I can’t believe that conservatives don’t read. And I know they can write – star newspaper columnists like Daniel Finkelstein, Michael Gove and Matthew D’Ancona are essential to my week. The conservative Spectator is an infinitely better bet for a train journey than the dull-as-dishwater New Statesman. So where are the books for the centre-right? Why do we have the progressive Verso publishing in the UK, but not the reactionary Regnery? The only conservative book I regularly see is James Delingpole’s How to be Right. Not intended to be serious, it is, in fact, sad to say, a bit silly.
So, as a public service, let me list a rare few of the essential reads for moderate conservatives. In the field of history, things are a bit better with Andrew Roberts and Niall Ferguson both in action for the right, so I will stick to politics, economics and science. Further suggestions would be very welcome.
The Blank Slate – Steven Pinker’s best book to date demolishes the idea that nurture trumps nature. In forensic detail, it explains why everything that the left think about human nature is wrong. Occasional dud chapters on art and violence do little to soften its overall impact.
Freakonomics – An academic and a journalist explain how to use statistics to understand the world. There is not all that much about straight economics and not everything here will gladden the conservative’s heart. But the sections on political funding, law and order and education provide much satisfying food for thought.
The World is Flat – Or why globalisation is a good thing. Taking a truly worldwide perspective, we learn how India and China are outpacing the West. Most of the myths about globalisation are attacked but the best thing about the book is the examples are all real people, not statistics. The problem is it is overlong and written in an annoying dialect of journalistic cliché.
The Undercover Economist – A journalist from the Financial Times elucidates economics for idiots (like me).
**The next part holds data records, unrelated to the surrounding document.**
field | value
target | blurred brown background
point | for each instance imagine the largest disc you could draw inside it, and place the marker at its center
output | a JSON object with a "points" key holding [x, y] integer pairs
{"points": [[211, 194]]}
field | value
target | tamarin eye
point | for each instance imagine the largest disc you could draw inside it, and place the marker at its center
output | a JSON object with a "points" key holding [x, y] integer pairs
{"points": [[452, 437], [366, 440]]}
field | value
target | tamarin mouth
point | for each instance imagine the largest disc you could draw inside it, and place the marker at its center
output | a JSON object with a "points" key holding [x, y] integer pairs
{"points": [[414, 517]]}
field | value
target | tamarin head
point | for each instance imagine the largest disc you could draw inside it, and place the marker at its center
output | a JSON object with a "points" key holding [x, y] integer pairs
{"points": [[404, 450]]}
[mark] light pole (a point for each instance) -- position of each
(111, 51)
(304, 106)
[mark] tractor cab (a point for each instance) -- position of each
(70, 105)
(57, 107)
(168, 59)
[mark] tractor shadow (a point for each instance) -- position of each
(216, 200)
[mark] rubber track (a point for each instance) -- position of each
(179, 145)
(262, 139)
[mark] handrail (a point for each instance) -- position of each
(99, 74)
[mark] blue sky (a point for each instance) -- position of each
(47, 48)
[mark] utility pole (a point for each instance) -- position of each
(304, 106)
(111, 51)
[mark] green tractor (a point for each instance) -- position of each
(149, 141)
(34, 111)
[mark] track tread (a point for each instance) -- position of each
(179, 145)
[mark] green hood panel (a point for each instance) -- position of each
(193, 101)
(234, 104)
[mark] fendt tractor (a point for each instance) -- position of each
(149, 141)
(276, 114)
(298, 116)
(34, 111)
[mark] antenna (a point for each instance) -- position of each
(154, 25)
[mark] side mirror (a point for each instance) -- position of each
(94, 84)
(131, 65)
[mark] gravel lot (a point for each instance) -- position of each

This book explains why markets and free trade work and why the socialist alternatives don’t. We find out why Africa is really poor (it’s not western imperialism) and China is getting richer. It is essential reading for anyone who wants to understand the driving forces of today’s world.
What’s Left? – An attack on leftist shibboleths by Nick Cohen, one of their own. I’ll be looking at the phenomena of the English neo-cons a bit later.
Just out is Sex, Science and Profits which explicitly links the rise of capitalism to the rise of science. It claims all those scientists demanding public funding for their work would be better off without it. It’s something else to add to the reading list. Any further ideas would be most welcome.